There were other important recommendations from the working report. The mapping and online data should be “updated frequently enough to allow for a meaningfully faster (if not ultimately ‘automatic’) interconnection process.”
While SDG&E found an annual update to be adequate, the non-utility stakeholders argued updates should be at least monthly. SCE accepted this. PG&E warned of the costs for that degree of processing.
To make the online maps and data usable, the values must match those used for interconnection reviews, the working group report added. The values should “provide monthly and hourly data about hosting capacity limitations that enables a developer to design a system that takes full advantage of the available hosting capacity at their proposed point of development,” it concluded.
After the ICA is finalized, PG&E will focus on planning tools to automate analyses and on developing internal processes to enable regularly updated ICA values, Esguerra said.
“The ICA is a complex and resource intensive effort and, ideally, we would want to automate this process as much as possible,” SCE’s Takayesu acknowledged.

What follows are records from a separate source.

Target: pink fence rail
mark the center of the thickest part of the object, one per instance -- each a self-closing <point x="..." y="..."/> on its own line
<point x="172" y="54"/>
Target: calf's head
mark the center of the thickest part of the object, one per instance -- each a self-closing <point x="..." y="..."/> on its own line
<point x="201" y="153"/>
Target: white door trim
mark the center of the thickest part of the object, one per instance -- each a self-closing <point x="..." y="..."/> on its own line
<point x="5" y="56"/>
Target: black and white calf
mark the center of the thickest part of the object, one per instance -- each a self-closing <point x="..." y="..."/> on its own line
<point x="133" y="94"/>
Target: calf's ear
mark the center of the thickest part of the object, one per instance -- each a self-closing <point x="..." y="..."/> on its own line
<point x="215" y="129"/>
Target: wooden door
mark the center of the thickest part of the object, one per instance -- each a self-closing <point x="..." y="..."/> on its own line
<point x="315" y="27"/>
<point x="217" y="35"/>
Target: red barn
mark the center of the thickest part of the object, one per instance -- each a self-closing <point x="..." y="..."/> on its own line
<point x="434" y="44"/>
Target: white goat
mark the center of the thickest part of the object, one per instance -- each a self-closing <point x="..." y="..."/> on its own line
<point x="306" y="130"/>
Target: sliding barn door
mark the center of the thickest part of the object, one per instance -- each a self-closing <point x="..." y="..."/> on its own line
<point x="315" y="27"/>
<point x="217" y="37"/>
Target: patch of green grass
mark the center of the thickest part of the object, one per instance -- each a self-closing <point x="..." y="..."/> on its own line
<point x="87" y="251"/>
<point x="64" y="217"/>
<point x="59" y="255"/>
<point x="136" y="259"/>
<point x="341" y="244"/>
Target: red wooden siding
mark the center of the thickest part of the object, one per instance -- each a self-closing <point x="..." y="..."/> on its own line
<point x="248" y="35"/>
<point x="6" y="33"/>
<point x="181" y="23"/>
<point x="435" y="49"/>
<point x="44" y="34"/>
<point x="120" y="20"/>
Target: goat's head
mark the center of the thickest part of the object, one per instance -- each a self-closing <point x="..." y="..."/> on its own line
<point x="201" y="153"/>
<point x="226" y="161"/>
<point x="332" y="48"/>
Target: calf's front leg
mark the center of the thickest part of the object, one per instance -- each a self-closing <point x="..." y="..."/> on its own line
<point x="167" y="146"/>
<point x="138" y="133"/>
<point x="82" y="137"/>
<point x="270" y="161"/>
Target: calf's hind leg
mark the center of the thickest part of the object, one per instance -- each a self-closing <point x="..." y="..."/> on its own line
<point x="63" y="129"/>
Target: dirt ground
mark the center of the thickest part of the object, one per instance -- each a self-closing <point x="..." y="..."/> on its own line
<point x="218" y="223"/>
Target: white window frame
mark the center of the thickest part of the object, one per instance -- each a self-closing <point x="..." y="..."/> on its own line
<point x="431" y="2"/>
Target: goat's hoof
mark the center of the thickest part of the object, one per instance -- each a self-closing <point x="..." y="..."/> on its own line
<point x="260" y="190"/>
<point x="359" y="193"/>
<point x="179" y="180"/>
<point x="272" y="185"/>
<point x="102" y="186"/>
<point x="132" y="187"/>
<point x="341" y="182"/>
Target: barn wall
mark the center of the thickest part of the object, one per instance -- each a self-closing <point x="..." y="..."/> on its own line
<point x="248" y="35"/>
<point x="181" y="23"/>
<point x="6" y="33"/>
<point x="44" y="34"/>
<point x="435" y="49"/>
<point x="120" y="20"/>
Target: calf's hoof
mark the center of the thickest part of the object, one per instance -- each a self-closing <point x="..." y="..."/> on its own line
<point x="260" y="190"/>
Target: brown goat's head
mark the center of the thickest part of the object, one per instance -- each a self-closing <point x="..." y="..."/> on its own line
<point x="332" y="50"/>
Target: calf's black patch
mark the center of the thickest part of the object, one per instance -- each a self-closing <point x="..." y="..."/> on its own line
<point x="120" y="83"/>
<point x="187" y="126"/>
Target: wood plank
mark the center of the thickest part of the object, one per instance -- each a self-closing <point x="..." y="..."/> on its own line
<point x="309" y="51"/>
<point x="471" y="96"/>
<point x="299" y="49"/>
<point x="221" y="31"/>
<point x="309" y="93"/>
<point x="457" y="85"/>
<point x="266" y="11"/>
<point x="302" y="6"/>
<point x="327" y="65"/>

Ultimately, he added, “more resources will be required even as we add more automation and computing power to support the iterative nature of this analysis.”
The distributed grid of the future
The next question is how the availability of the data will change the handling of DER, IREC's Stanfield said. “It remains to be seen how they will use the data in their distribution planning.”
It will take the utilities “a long time” to have the data and models needed for “perfect” representations of their systems, EPRI’s Smith said. “Operational flexibility is the next big issue.”
CalSEIA’s Heavner agreed. “It is the next big point of contention. Utilities do not want DER to limit in any way their ability to make operational decisions in emergency situations,” he said. “There is a less conservative but still transparent and efficient standard, but it is not yet clear what it is.”
A standard for operational flexibility that allows more DER but satisfies utilities will require “a more sophisticated system that gives utilities real-time visibility of DER,” he added. “We need smart inverters and other technologies to do that.”
SCE recognizes that smart inverters may “alleviate some DER-driven technical issues that create hosting capacity limitations,” Takayesu agreed. But “more work is needed to integrate smart inverter technology.”
Heavner also sees a debate coming about how to include the outcomes of the DER proceedings into the commission’s complex Rule 21 technical standards.
SDG&E’s Albrecht agreed. “While the parties are generally in agreement on using ICA within Rule 21, there are nuances between their positions on how exactly the ICA results are applied.”
EPRI’s McGranaghan is looking even farther into the future. The right methodology could move the discussion from simply an analysis to understanding how to actually increase a system’s hosting capacity at the lowest cost, he said.
“That will involve the full range of new technologies and be part of the decisions on grid modernization investments,” McGranaghan said.
“Ultimately, the goal is dynamic protections in an intelligent operational system that can deal with two-way power flows,” he added. “But that means new controls, sensors, and new distribution system operations.”